第3章 春の痛み
教室では悟がテンション高めに、転校生を紹介しようとしていた。
みんながシーンとしていると、「上げてよ……」と情けない声を発する悟。
「随分尖ったやつらしいじゃん。そんなやつの為に、空気作りなんてごめんだね」
真希の言葉に棘まで同意している。
そんな中、私はひとりでワクワクしていた。
やっと、乙骨くんと一緒に学校生活を送れる、と。
「ま、いっか。入っておいでー!」
溜め息をついた悟は諦めて、転校生を呼ぶ。
乙骨くんが教室に入ってきた瞬間、みんなが祈本里香の気配を感じた。
それぞれ武器を手にし、棘はネックウォーマーに指をかける。
「みんな、待って!!」
真希の呪具が乙骨くんの横で、黒板に突き刺さった。
悟、何も説明してなかったから……。
私もしたらよかったんだけど、驚かせたかったんだよね。
「お前、呪われてるぞ。

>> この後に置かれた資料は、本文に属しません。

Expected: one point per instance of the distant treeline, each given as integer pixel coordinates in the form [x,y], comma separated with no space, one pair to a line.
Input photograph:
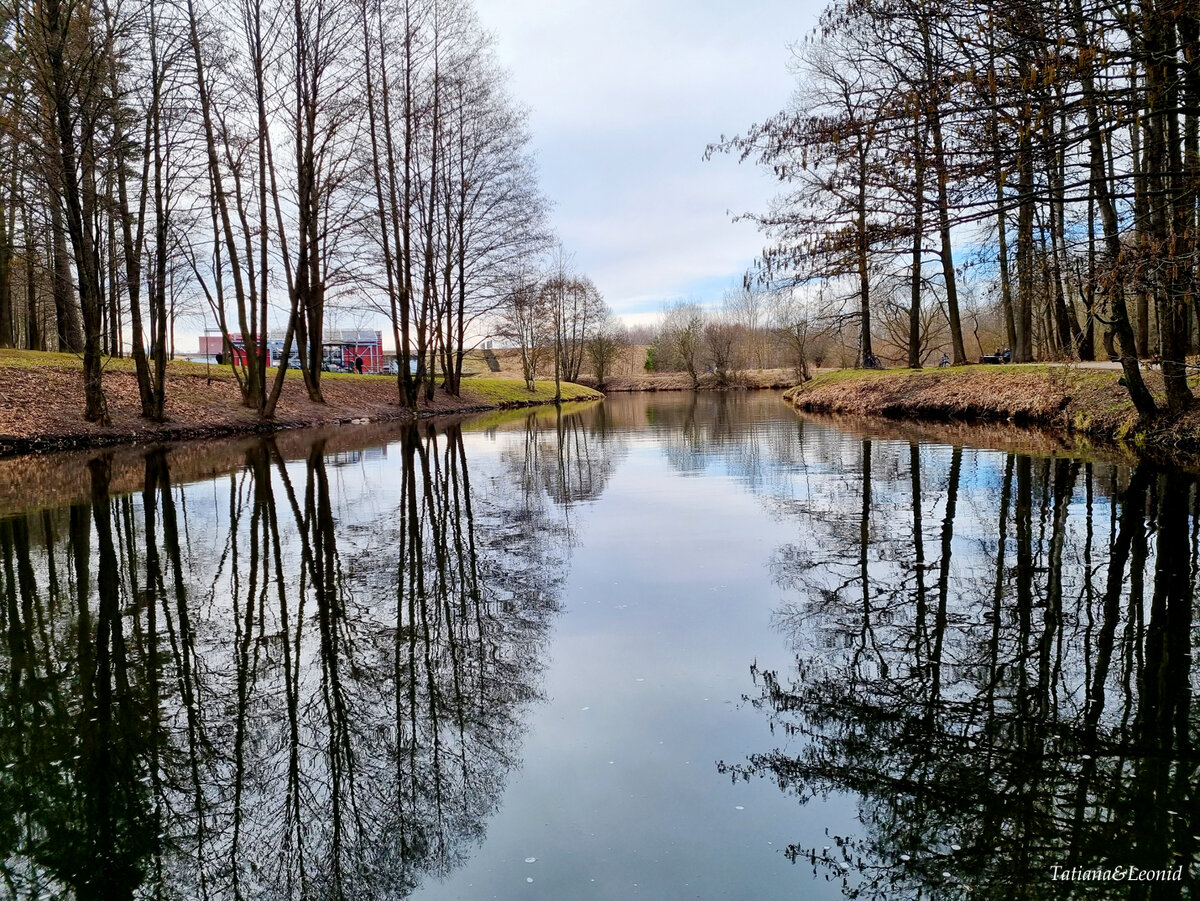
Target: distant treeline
[264,162]
[1053,146]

ここは呪いを学ぶ場だ。呪われてるやつが来るところじゃねぇよ」
乙骨くんは冷や汗を垂らしながら、動けずにいる。
「ここは呪いを祓う為に呪いを学ぶ――都立呪術高等専門学校だ」
みんな、目だけで会話をしていた。
真希たちにも、乙骨くんにも説明をしていなかった悟。
私はさすがに乙骨くんには、どんな学校か教えていると思っていた。
悟が「離れた方がいいよ」と言うと、真希の呪具を掴みながら、大きな"何か"が現れた。
アレが、特級過呪怨霊――祈本里香。
すぐに3人は乙骨くんから距離を取った。